All patients with T-LOC should have a 12-lead ECG and, if abnormal, an echocardiogram. Cardiovascular investigations which may be indicated include head-up tilt table testing and implantable loop recorder (ILR) insertion. ILRs offer the advantage of compliance and convenience during long-term monitoring efforts as symptoms can be very sporadic.9 Routine ambulatory ECG monitoring in all T-LOC patients has a very low yield10 and a normal result should not be used to exclude conduction abnormalities if the patient was asymptomatic during the recording.

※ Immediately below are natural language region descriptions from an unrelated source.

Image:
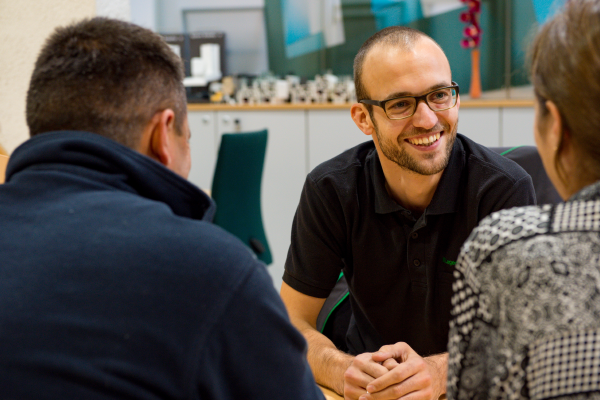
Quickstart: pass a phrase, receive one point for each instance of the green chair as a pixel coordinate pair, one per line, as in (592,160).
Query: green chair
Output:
(236,189)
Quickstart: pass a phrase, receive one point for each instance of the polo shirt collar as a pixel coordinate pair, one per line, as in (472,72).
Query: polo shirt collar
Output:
(445,198)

The 2009 European Society of Cardiology syncope guidelines only recommend ambulatory ECG monitoring if symptoms are occurring very frequently (defined as one or more episodes weekly).11 Additionally, the latest guidelines from the National Institute for Health and Clinical Excellence (NICE) do recommend ILR insertion for episodes occurring less than once fortnightly12–this would have been the case with this patient at the time of his first presentation and would, undoubtedly, have lead to a more prompt diagnosis. In those patients in whom symptomatic bradycardia is detected, appropriate pacing both improves quality of life13 and reduces mortality in those with documented atrioventricular block without a reversible cause.14 It is clear that delays in putting patients forward for pacing are commonplace15 and may result in harm.16
In this case, the decision to pace was made two years after the initial episode of syncope. This was largely due to an alternative diagnosis being reached. The impact this had on the patient and his wife cannot be overstated. They feel their ‘world was turned upside-down’. They avoided public places, such as theatres and cinemas, in case he had an attack and, when outdoors, he wore a hat lined with foam to avoid serious head injury in case he fell to the ground. The patient's wife feels that their lives have returned to normal again following correct diagnosis and treatment.
Conclusion
Reaching the correct diagnosis in patients with T-LOC is often difficult, but incorrect diagnosis results in delays to appropriate management with potential for harm caused either by ongoing symptoms or the risks of unnecessary treatment. This case highlights the importance of symptom-rhythm correlation on ECG before excluding rhythm disturbance as the cause of syncope, but it also reminds us of the broader medical principle of questioning a diagnosis in patients who fail to respond to initial therapy.